Birth defects bring serious psychological and financial burden to families and have become a crucial social problem. It is estimated that genetic factors contribute solely or collaboratively to about 80% of the occurrence of birth defects. Therefore, genetic studies can provide precise molecular targets for clinical screening, diagnosis and treatment[20]. In this study, we detected two novel missense mutations harbored in TREX1 gene (c.294dupA and c.296_299dupGTTT) in a AGS fetus, which were inherited from normal father and mother separately. During the PGT-M treatment, one out of three embryos were confirmed as euploid as well as homozygous state of TREX1 gene through CNV testing which was verified through Sanger sequencing and SNP haplotyping analysis. After transferring the selected embryo, a health fetus was born.
PGT has developed by leaps and bounds since 1989s[21]. It prevents not only invasive prenatal test which may constitute a finite risk to the fetus but also the risk of bearing an affected fetus and termination of pregnancy that may impose psychological and physical burdens on the pregnant woman. However, due to the DNA amount of biopsy cell is very limited, direct genetic tests through Sanger sequencing based on PCR has the risk of allele dropout(ADO), Which is one of the most important causes of the misdiagnoses. Here, besides direct detection by Sanger sequencing, we also used NGS-based SNP haplotyping to determine ADO. And SNP haplotyping results verified the Sanger sequencing.
Chromosomal mosaicism is at high prevalence in early developmental stage of embryos, which is much higher than reported in the prenatal and postnatal cytogenetic literature[22]. Mitotic errors following fertilization have been characterized as the mechanism of chromosomal mosaicism[23]. Nowadays, Chromosomal mosaicism is a potential factor of misdiagnosis and has been a raising problem in PGT[24]. Firstly, a single trophectoderm biopsy of a few cells couldn’t represent the entire embryo. Besides, amplification bias in WGA, sample DNA biological variability, sequencing methods and bioinformatic approaches may all influence detection limits, leads to false positives. Thirdly, embryo mosaicism may self-correct aneuploidy downstream[25, 26]. Recent studies provided evidence that mosaic embryos can develop into healthy euploid newborns[27, 28, 29]. Although compared with euploid embryo transfer, Several studies have confirmed mosaic embryo transfer is associated with a lower rate of live birth, increasing biochemical miscarriage[30, 31, 32]. Considering the possible risks of transferring mosaic embryos, we eventually selected an euploid carrier embryo E2 to transfer. In this study, two of three embryos were mosaicism, rate of mosaic seems more frequent than reported. A possible explanation might be that using laser pulse in biopsy improperly increased cell damage which influenced the sequencing results, leading to an overdiagnosis of normal embryos as mosaics. Furthermore, embryo E1 is a complex mosaic blastocyst involved with several chromosomes. Recently, a retrospective study showed that 61.6% of the complex mosaic were diagnosed as euploidy in re-biopsy[33]. Therefore, those complex mosaicism like E1 could be selected for re-biopsy to avoids waste of potential available embryos.

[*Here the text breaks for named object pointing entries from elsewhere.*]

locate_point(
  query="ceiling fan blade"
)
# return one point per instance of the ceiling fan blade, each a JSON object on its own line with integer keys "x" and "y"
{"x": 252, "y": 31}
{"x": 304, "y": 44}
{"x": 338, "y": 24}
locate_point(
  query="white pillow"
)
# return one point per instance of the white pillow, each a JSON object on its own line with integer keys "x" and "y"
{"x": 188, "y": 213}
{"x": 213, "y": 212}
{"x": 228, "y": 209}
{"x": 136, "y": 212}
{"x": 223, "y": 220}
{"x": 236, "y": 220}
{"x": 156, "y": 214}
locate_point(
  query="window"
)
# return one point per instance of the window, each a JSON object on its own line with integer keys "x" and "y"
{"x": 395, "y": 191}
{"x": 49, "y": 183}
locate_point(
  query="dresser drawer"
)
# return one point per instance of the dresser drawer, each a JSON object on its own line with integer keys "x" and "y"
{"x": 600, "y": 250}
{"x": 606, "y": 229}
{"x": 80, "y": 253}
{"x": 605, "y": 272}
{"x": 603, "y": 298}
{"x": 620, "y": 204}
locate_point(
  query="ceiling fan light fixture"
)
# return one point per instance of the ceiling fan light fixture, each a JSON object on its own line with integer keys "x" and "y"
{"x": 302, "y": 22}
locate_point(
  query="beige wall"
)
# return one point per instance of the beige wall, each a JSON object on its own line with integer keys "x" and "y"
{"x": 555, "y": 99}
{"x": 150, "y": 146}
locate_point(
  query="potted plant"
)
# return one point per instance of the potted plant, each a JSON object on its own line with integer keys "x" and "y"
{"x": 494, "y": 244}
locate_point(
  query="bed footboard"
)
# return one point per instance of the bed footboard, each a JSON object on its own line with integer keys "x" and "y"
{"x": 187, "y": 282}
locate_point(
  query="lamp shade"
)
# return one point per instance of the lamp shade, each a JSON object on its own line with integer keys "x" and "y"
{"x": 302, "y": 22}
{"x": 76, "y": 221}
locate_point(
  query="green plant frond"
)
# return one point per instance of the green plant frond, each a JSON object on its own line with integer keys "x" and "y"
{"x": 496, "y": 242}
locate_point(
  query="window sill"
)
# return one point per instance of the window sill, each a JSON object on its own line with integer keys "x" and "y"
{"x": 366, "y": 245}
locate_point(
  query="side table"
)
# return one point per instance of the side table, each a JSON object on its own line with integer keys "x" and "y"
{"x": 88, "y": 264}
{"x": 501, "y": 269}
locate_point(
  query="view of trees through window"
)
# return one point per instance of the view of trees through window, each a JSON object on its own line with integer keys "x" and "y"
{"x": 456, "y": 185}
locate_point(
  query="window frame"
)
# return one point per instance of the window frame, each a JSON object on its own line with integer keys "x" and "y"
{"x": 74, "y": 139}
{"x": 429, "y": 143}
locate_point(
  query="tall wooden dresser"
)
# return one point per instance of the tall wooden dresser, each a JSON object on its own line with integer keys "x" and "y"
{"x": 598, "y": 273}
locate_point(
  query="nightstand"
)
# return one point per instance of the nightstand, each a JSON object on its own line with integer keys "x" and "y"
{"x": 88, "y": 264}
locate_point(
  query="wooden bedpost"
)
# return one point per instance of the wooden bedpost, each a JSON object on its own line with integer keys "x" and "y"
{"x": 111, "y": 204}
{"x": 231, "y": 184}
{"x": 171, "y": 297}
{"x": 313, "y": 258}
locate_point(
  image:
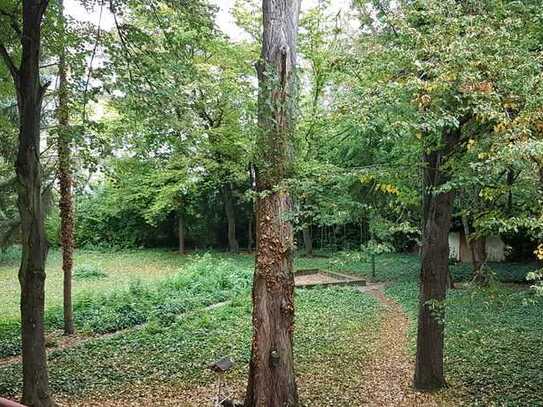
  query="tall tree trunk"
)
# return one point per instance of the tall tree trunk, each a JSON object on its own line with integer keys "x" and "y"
{"x": 477, "y": 249}
{"x": 181, "y": 232}
{"x": 437, "y": 212}
{"x": 65, "y": 182}
{"x": 34, "y": 243}
{"x": 308, "y": 240}
{"x": 271, "y": 374}
{"x": 233, "y": 244}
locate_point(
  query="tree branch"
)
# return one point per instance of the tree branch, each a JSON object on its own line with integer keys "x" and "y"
{"x": 12, "y": 21}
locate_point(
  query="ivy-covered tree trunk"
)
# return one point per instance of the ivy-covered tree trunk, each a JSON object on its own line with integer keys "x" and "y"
{"x": 29, "y": 183}
{"x": 437, "y": 212}
{"x": 271, "y": 374}
{"x": 65, "y": 183}
{"x": 233, "y": 244}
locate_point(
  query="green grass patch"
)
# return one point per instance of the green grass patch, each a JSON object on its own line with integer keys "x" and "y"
{"x": 326, "y": 319}
{"x": 206, "y": 280}
{"x": 88, "y": 272}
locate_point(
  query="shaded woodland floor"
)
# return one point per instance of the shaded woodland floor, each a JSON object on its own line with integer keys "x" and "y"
{"x": 352, "y": 348}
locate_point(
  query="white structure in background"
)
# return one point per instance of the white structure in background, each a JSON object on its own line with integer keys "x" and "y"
{"x": 458, "y": 248}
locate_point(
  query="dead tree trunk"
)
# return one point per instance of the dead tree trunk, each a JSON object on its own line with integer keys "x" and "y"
{"x": 271, "y": 374}
{"x": 65, "y": 183}
{"x": 27, "y": 167}
{"x": 437, "y": 212}
{"x": 233, "y": 244}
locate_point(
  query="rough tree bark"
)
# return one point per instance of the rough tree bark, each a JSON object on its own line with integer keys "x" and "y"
{"x": 271, "y": 374}
{"x": 233, "y": 244}
{"x": 65, "y": 183}
{"x": 27, "y": 167}
{"x": 478, "y": 253}
{"x": 437, "y": 212}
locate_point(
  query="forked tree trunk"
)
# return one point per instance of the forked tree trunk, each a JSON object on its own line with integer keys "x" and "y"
{"x": 271, "y": 374}
{"x": 233, "y": 244}
{"x": 308, "y": 240}
{"x": 65, "y": 183}
{"x": 437, "y": 212}
{"x": 33, "y": 240}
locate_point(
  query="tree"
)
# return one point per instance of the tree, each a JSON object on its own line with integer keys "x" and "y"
{"x": 30, "y": 93}
{"x": 65, "y": 179}
{"x": 271, "y": 374}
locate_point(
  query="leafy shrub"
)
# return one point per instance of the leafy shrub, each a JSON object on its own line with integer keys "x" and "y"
{"x": 88, "y": 272}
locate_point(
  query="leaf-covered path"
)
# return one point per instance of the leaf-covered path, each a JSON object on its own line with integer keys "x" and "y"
{"x": 389, "y": 371}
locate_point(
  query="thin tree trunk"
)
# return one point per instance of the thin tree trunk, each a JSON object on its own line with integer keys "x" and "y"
{"x": 308, "y": 240}
{"x": 65, "y": 184}
{"x": 437, "y": 212}
{"x": 34, "y": 243}
{"x": 233, "y": 244}
{"x": 250, "y": 240}
{"x": 181, "y": 232}
{"x": 271, "y": 373}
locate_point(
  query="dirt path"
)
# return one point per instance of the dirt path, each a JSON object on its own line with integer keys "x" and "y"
{"x": 389, "y": 372}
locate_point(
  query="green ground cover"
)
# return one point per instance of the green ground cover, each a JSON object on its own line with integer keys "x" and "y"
{"x": 493, "y": 336}
{"x": 177, "y": 350}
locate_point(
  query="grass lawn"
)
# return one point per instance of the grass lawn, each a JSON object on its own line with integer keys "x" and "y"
{"x": 174, "y": 350}
{"x": 494, "y": 336}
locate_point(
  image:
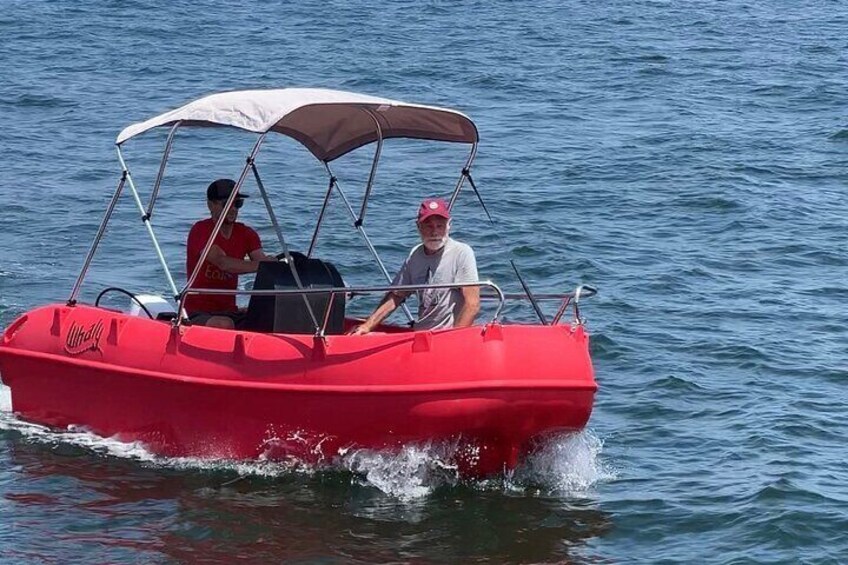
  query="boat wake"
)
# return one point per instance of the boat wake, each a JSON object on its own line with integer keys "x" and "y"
{"x": 565, "y": 465}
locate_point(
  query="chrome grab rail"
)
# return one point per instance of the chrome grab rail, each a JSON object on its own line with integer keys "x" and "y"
{"x": 409, "y": 288}
{"x": 582, "y": 291}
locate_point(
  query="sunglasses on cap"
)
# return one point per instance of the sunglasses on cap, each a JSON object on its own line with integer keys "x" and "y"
{"x": 237, "y": 203}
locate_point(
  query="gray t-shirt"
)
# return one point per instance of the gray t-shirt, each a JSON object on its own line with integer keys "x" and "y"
{"x": 453, "y": 263}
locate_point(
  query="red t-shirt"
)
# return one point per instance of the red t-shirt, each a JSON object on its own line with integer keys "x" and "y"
{"x": 242, "y": 241}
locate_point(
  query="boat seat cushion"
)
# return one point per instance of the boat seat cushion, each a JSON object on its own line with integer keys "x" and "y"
{"x": 288, "y": 313}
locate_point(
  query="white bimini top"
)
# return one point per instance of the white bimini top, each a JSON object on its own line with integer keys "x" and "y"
{"x": 330, "y": 123}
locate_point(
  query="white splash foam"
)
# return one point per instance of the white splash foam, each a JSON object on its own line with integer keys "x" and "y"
{"x": 412, "y": 472}
{"x": 565, "y": 465}
{"x": 5, "y": 398}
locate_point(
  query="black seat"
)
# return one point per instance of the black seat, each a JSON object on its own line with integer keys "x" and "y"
{"x": 288, "y": 313}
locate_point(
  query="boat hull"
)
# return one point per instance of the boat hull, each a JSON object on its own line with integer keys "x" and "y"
{"x": 203, "y": 392}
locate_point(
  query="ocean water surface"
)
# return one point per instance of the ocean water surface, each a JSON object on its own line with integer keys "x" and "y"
{"x": 688, "y": 159}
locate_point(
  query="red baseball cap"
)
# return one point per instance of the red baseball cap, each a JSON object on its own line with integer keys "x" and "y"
{"x": 433, "y": 207}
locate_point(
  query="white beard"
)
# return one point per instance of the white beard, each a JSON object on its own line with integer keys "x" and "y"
{"x": 433, "y": 245}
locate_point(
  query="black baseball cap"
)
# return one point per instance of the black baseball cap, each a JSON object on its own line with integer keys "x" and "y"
{"x": 221, "y": 190}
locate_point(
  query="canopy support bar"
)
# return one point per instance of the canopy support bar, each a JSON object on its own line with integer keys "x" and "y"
{"x": 362, "y": 232}
{"x": 158, "y": 183}
{"x": 541, "y": 315}
{"x": 270, "y": 209}
{"x": 202, "y": 259}
{"x": 377, "y": 153}
{"x": 318, "y": 329}
{"x": 321, "y": 215}
{"x": 146, "y": 220}
{"x": 216, "y": 230}
{"x": 72, "y": 300}
{"x": 462, "y": 175}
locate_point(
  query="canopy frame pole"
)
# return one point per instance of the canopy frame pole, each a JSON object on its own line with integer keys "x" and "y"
{"x": 72, "y": 299}
{"x": 215, "y": 230}
{"x": 359, "y": 227}
{"x": 465, "y": 170}
{"x": 321, "y": 215}
{"x": 375, "y": 162}
{"x": 145, "y": 218}
{"x": 271, "y": 214}
{"x": 168, "y": 144}
{"x": 319, "y": 330}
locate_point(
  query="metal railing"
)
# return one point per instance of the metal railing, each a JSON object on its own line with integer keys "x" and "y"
{"x": 581, "y": 291}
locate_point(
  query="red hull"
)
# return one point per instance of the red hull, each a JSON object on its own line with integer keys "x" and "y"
{"x": 224, "y": 394}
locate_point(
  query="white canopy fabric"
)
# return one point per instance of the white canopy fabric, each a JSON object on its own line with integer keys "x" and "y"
{"x": 329, "y": 123}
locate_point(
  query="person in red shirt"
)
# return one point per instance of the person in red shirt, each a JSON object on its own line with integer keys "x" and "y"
{"x": 237, "y": 250}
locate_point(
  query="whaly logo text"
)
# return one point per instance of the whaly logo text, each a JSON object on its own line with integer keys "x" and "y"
{"x": 80, "y": 340}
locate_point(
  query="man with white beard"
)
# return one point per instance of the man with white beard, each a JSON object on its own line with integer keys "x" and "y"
{"x": 438, "y": 259}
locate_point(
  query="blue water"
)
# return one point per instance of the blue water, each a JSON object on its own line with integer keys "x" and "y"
{"x": 689, "y": 159}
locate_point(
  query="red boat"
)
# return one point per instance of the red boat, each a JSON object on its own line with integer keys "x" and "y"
{"x": 293, "y": 384}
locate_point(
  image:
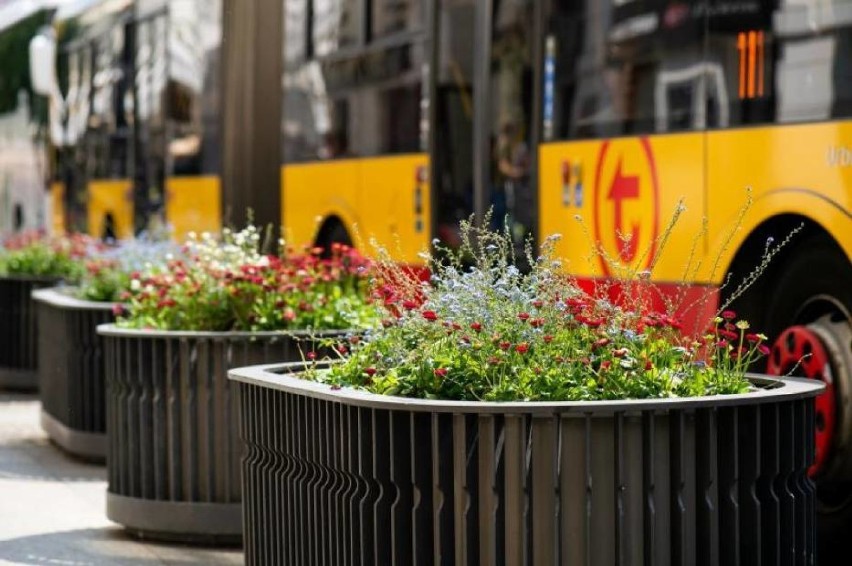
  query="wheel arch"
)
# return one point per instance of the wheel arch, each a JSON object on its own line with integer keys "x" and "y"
{"x": 330, "y": 231}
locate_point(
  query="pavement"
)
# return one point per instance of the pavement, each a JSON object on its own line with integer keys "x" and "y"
{"x": 52, "y": 506}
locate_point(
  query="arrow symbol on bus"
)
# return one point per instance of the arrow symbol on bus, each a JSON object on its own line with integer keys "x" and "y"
{"x": 624, "y": 187}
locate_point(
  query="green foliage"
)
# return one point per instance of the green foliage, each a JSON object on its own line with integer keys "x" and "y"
{"x": 228, "y": 285}
{"x": 487, "y": 331}
{"x": 39, "y": 256}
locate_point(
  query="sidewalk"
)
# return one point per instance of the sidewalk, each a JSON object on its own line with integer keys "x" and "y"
{"x": 52, "y": 507}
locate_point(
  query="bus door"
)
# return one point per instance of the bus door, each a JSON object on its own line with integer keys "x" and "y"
{"x": 625, "y": 103}
{"x": 355, "y": 124}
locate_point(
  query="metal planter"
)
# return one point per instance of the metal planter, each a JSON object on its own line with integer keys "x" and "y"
{"x": 173, "y": 453}
{"x": 347, "y": 477}
{"x": 19, "y": 331}
{"x": 71, "y": 371}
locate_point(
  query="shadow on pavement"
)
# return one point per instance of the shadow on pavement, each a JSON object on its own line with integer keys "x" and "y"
{"x": 107, "y": 546}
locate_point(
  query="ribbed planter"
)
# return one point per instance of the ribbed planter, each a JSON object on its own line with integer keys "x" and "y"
{"x": 173, "y": 454}
{"x": 71, "y": 371}
{"x": 19, "y": 331}
{"x": 347, "y": 477}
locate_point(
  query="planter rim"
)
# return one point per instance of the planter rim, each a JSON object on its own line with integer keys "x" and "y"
{"x": 60, "y": 297}
{"x": 275, "y": 376}
{"x": 114, "y": 330}
{"x": 34, "y": 278}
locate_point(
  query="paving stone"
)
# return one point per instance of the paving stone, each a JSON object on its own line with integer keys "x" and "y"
{"x": 52, "y": 506}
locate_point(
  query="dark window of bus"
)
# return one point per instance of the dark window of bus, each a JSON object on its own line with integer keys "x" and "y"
{"x": 336, "y": 24}
{"x": 107, "y": 135}
{"x": 624, "y": 68}
{"x": 740, "y": 53}
{"x": 813, "y": 68}
{"x": 396, "y": 16}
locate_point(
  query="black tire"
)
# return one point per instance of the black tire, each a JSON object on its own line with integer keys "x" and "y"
{"x": 815, "y": 280}
{"x": 333, "y": 233}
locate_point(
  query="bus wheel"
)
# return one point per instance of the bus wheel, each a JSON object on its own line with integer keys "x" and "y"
{"x": 809, "y": 318}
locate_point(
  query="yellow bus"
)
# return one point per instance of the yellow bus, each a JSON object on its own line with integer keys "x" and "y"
{"x": 402, "y": 117}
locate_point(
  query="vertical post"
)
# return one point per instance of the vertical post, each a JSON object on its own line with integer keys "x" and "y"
{"x": 482, "y": 110}
{"x": 251, "y": 111}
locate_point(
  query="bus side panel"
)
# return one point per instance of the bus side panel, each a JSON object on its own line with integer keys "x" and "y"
{"x": 798, "y": 169}
{"x": 626, "y": 192}
{"x": 313, "y": 192}
{"x": 395, "y": 205}
{"x": 57, "y": 208}
{"x": 113, "y": 198}
{"x": 194, "y": 204}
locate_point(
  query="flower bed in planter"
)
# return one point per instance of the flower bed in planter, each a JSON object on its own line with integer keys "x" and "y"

We reported here our experience of applying PGT for a couple carrying different mutations in TREX1 which led to the pregnancy termination of an affected fetus with AGS. According the age of onset, two clinical presentations of AGS could be delineated: early-onset neonatal form and later-onset presentation. The former highly reminiscent of congenital infection seen particularly with TREX1 mutations[34]. In our study, the proband 30 weeks’ ultrasound scan showed microcephaly and multiple intracranial calcifications which was initially misdiagnosed as acquired in utero viral infection. TREX1 playing an important role in processing or clearing anomalous DNA structures, failure of which results in the triggering of an abnormal innate immune response, therefore AGS is sometimes mistaken as the sequelae of congenital infection[35]. Genetics detection has obvious importance in distinguishing AGS from common perinatal infections.
In conclusion, the pedigrees suffering from AGS was validated harboring pathogenic TREX1 mutations through Trio-WES. To the best of our knowledge, this is the first report that we identified a novel compound mutation in the TREX1 gene. Our study combined haplotype analysis based on targeted capture sequencing and invasive prenatal detection to effectively block the transmission of genetic defects, resulting in the birth of a healthy baby. This approach was proven to be practicable and effective and could be expanded to other monogenic diseases.